I would point out that ThinkProgress is a liberal political organization, and has nothing, as far as I know, to do with Christianity. I really don't understand why they - or anybody else not a Christian - would be held to the "love your enemies" standard.

Nobody on this board, as far as I can tell, had anything at all to do with his removal - so I don't understand, either, why you're taking people to task here. We were just talking about our reactions to a news item; I believe that's what this board is for.

The conversation then turned to whether or not we had respect for these views - a separate issue, as I see it. You may be able to "be in charity" with those who aren't trying, after all, to exterminate you. It's easy to "forgive from the cross" if you're not the one having to do it. Most of us just aren't that advanced - and anyway even "forgiveness" doesn't imply passive acceptance. Just as some of us said above.

You should probably be aware that many of us have a great deal of experience with this situation; most of us have disapproving family members, and we have had to deal with this situation personally anyway - sometimes for a very long time.

That all makes sense, Barbara; and thanks for taking the time to return to the topic here and write it.

I have various pieces of "skin in the fight" on this. One is simply that moderate voices tend not to bother speaking as often, and so I try to offer mine when I have a moderate opinion on something.

Another is that Christians ought to be held to the "love your enemy" standard (I have no idea what sort of commentary or feedback is going on over on ThinkProgress's forums or comment boards).

A third is that I truly believe that a sustained moderate approach is more likely to serve the ultimate cause of justice for LGBTQ Christians and Americans. My concern is that refusing to allow “the other side” any space makes it incredibly difficult to discuss "compromise" positions, such as civil marriage benefits under the name "union" (LGBTQ supporters certainly differ on whether this is whatsoever helpful or acceptable).

The question you raise about who is, in fact, "on the cross" is of course an apt one, and it's certainly a real and challenging line for "Allies" to walk, whether we be allies of LGBTQ rights, anti-racism work, or other causes. Certainly, those of us who are straight don't have to deal with sexuality prejudice with the same immediacy that those whose sexuality is being decried do. I'm not sure where the metaphor places us: whether we're "merely" friends at the foot of the cross, or some other group.

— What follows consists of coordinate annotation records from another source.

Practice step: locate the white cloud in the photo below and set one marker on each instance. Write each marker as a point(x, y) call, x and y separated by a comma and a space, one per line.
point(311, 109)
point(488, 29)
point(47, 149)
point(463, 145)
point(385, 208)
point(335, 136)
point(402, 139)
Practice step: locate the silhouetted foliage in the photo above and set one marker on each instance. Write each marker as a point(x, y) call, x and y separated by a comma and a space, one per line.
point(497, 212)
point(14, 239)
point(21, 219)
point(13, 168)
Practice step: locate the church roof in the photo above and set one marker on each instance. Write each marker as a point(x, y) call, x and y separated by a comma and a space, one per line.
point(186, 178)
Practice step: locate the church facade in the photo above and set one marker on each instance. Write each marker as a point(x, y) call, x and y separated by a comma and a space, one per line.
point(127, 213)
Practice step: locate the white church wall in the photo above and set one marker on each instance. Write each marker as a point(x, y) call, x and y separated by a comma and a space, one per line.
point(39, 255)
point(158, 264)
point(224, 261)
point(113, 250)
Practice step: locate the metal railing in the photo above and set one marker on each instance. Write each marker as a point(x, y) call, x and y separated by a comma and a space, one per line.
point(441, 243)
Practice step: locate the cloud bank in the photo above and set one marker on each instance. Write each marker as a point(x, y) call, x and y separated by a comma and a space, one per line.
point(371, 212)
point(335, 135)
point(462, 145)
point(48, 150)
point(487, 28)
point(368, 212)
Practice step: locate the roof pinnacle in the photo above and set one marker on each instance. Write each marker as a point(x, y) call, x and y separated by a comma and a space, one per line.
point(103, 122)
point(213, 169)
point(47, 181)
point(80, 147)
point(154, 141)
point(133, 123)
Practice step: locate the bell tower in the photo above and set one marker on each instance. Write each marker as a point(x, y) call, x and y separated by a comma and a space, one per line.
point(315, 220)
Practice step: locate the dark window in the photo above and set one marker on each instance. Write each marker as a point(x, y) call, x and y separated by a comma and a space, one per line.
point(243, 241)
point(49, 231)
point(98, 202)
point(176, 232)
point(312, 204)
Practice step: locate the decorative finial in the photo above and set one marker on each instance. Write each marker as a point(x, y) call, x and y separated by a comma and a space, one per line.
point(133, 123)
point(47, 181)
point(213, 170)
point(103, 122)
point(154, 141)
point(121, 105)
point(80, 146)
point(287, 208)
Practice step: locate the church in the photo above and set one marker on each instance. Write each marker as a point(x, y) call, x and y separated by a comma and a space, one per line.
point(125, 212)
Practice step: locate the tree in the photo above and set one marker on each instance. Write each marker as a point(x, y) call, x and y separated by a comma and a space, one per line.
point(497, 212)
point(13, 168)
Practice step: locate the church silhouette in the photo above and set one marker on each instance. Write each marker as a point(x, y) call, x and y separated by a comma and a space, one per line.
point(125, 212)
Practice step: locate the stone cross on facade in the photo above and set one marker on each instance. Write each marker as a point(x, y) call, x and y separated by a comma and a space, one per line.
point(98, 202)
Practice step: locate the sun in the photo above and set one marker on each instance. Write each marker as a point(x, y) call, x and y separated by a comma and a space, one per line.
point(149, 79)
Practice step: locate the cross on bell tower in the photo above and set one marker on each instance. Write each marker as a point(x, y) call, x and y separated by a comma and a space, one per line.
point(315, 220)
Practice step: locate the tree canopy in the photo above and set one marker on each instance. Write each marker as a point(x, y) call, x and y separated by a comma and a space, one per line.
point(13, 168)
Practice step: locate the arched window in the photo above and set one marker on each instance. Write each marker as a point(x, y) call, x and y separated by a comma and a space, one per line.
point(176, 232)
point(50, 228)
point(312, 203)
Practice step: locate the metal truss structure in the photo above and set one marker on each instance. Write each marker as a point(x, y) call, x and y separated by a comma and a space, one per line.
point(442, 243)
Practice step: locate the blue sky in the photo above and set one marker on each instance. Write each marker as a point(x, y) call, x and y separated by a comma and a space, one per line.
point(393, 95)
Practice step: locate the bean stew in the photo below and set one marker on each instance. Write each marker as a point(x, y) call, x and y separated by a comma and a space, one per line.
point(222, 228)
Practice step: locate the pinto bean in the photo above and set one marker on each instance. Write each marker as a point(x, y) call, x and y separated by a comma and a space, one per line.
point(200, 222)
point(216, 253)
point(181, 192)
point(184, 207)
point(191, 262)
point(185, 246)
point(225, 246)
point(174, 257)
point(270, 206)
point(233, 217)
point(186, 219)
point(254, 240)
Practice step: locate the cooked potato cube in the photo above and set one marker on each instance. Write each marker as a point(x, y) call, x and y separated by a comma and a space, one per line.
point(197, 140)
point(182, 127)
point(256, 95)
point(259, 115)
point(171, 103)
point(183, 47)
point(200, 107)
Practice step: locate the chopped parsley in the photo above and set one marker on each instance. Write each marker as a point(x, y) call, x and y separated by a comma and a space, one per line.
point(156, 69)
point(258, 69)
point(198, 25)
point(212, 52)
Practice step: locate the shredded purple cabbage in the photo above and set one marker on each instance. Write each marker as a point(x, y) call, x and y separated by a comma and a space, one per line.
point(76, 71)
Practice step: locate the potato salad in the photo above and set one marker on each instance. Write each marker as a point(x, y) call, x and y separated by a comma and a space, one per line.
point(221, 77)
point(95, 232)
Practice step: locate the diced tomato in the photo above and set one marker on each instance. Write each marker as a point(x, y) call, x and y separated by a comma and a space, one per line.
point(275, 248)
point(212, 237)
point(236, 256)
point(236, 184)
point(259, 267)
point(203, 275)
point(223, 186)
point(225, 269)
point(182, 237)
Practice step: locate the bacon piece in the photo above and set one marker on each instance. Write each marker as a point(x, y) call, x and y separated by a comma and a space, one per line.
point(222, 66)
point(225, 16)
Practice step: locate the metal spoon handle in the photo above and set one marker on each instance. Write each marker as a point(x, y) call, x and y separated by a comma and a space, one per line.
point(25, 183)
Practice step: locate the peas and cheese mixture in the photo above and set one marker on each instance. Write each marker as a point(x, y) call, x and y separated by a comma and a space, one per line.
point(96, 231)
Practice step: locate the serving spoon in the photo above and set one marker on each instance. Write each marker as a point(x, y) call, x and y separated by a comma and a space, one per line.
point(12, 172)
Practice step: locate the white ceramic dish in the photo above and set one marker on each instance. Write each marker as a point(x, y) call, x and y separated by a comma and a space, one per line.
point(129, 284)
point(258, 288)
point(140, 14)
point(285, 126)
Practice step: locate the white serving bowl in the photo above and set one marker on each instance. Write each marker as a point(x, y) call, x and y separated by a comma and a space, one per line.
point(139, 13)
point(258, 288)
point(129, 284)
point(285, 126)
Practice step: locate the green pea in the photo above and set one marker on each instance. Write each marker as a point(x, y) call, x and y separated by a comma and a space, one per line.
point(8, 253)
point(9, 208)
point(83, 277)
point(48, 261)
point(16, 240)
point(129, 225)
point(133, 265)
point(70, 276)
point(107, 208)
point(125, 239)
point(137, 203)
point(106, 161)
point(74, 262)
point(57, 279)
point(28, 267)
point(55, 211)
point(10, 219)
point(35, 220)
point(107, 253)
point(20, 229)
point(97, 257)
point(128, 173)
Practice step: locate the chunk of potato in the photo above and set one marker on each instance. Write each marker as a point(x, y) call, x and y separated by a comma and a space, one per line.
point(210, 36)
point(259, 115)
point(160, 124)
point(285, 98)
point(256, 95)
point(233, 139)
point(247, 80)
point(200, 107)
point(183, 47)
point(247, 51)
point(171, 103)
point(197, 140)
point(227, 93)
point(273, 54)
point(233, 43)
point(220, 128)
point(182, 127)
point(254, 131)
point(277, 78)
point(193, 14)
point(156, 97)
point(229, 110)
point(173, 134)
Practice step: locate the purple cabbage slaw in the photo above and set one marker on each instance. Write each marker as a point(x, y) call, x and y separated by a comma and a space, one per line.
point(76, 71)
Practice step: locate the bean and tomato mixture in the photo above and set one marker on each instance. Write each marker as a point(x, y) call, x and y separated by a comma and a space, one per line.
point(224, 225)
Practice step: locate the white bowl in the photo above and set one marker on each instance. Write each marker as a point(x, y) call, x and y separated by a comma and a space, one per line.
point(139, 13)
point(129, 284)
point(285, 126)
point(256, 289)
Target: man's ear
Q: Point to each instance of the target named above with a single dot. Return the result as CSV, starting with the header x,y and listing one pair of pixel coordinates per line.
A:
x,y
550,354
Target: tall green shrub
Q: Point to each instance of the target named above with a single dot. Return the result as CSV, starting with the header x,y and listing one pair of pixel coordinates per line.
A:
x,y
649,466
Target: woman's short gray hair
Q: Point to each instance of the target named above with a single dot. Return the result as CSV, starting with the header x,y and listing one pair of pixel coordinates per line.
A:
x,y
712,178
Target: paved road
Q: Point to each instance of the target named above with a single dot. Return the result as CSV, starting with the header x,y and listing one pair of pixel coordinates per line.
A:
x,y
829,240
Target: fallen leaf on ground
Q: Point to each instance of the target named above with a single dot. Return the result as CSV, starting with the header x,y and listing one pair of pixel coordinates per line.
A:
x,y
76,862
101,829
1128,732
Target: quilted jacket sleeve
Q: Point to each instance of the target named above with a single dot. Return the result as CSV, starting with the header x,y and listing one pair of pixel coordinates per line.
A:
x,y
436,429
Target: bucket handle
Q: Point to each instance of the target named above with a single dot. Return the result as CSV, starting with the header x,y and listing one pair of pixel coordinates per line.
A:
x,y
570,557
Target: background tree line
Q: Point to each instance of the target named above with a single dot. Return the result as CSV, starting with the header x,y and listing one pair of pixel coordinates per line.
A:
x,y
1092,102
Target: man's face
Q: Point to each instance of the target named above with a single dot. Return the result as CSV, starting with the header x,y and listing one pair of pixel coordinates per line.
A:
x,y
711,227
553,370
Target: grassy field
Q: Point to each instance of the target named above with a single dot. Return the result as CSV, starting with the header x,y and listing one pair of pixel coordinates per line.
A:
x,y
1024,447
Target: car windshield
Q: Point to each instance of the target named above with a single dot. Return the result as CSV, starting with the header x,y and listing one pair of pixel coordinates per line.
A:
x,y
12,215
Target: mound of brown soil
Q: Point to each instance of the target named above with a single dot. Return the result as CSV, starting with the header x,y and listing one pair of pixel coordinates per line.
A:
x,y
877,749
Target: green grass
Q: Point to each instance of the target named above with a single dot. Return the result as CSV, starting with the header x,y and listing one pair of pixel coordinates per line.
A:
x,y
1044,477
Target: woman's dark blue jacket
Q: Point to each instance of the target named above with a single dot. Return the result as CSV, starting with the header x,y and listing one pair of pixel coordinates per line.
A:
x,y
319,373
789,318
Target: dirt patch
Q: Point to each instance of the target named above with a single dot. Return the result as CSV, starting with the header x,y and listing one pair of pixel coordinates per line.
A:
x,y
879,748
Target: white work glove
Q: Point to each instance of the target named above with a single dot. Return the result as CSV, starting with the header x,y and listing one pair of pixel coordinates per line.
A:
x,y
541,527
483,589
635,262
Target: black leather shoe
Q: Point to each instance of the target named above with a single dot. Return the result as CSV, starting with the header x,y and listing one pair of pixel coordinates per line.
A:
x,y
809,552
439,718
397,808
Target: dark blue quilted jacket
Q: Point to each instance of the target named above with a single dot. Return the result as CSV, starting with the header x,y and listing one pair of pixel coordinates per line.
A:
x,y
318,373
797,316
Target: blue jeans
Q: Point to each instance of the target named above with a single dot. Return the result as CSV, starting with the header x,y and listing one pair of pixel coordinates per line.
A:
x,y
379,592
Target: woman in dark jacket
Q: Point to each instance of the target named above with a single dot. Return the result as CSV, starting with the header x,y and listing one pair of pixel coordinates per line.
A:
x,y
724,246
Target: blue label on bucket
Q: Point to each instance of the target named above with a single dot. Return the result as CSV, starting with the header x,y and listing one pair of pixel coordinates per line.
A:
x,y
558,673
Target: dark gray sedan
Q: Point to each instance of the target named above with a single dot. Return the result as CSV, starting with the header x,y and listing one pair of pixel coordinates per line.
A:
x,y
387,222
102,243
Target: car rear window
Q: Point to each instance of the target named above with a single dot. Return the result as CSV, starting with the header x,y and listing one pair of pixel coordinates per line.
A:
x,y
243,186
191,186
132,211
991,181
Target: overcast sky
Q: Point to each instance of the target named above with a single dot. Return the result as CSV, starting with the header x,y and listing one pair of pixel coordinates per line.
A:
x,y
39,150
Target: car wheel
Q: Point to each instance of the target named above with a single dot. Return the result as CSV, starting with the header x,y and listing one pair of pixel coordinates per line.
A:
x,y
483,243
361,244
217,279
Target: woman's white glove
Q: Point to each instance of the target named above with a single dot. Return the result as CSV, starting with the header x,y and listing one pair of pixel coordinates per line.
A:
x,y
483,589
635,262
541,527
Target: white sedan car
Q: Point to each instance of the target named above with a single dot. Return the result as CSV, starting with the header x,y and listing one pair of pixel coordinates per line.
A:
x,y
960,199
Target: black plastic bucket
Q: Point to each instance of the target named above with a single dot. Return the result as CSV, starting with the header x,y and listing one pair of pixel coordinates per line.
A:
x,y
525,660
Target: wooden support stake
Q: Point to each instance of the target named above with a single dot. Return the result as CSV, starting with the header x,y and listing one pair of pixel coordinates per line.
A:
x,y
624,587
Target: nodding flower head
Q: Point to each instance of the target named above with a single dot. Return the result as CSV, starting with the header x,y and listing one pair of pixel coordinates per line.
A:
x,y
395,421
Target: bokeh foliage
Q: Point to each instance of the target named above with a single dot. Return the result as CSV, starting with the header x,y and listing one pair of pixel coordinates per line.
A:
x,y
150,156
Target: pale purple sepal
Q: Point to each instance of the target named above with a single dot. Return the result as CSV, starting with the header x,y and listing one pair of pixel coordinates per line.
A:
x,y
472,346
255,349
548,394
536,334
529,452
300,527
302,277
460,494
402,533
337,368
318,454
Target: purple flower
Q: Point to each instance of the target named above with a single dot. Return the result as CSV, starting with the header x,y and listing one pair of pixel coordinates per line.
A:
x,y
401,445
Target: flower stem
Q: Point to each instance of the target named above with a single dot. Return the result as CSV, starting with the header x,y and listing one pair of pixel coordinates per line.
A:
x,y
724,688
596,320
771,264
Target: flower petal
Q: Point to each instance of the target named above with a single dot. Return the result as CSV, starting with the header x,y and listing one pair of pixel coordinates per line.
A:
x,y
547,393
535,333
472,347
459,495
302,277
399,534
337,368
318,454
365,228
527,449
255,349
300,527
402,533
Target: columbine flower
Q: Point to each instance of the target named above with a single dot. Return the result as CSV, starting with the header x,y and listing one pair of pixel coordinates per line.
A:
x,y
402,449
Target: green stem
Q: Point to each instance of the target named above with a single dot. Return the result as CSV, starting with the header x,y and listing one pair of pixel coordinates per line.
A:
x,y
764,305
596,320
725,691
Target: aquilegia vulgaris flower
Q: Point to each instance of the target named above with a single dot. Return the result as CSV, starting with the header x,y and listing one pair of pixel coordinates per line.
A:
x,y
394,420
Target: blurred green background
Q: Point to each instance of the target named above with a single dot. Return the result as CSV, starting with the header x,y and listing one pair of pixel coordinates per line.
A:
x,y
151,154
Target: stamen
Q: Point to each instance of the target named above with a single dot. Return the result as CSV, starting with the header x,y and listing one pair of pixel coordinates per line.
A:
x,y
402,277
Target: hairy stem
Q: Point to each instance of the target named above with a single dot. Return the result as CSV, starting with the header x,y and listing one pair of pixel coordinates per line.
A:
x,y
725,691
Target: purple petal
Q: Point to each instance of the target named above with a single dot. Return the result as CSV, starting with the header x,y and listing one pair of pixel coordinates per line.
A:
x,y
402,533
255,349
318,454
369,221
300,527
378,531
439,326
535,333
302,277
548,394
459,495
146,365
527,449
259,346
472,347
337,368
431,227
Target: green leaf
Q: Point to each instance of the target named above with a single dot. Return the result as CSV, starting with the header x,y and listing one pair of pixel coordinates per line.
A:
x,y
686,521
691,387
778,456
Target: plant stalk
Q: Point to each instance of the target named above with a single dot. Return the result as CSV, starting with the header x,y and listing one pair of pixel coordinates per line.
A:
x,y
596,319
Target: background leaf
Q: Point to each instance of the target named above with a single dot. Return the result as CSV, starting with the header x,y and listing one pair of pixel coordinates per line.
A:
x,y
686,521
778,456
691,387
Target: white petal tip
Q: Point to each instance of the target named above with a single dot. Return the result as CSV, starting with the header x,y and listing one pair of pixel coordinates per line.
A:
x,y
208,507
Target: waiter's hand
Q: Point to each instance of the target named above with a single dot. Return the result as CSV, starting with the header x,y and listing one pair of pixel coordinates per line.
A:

But wherever we are, I believe that we have it in ourselves to offer mercy and forgiveness too. When someone acts against the dignity of human persons through prejudice, or finds a theology that promotes evil, I do believe the response of all Christians must be twofold: both to firmly oppose the injustice, and not to offer evil in return for evil, violence in return for violence, or hate in return for hate. To do those things is always tempting. Discerning where the line of firm opposition becomes violence is tricky, and persons of good conscience can disagree about where the line belongs.

All of that is, I believe, different from passive acceptance.


I think it's always helpful to try to think of ourselves in the Other's shoes, so we might imagine a case where someone (who happens to advocate gay marriage) in a strongly anti-gay-marriage state receives a state award for work on, say, fighting urban poverty and food deserts. If the citizens of that state stood up and cried them down for also being pro-gay-marriage, it would, I presume, seem surprising, oblique to the activity in question, and a disappointing lack of restraint, given the unrelated scale of the honor actually being conferred.

It's been suggested above that an analogy like this shouldn't hold, because what evangelical pastors should actually be compared to is something like a ku klux klansman, but I find that roundly unhelpful and ungracious (though it's also been suggested that grace shouldn't be offered).

As to why we talk here, I could speak at length about the value of holding a firm position on a discussion board, but the shortest version of it is that I believe these boards can, in fact, have discussions of great integrity, and I try to participate in a way that offers my own to them.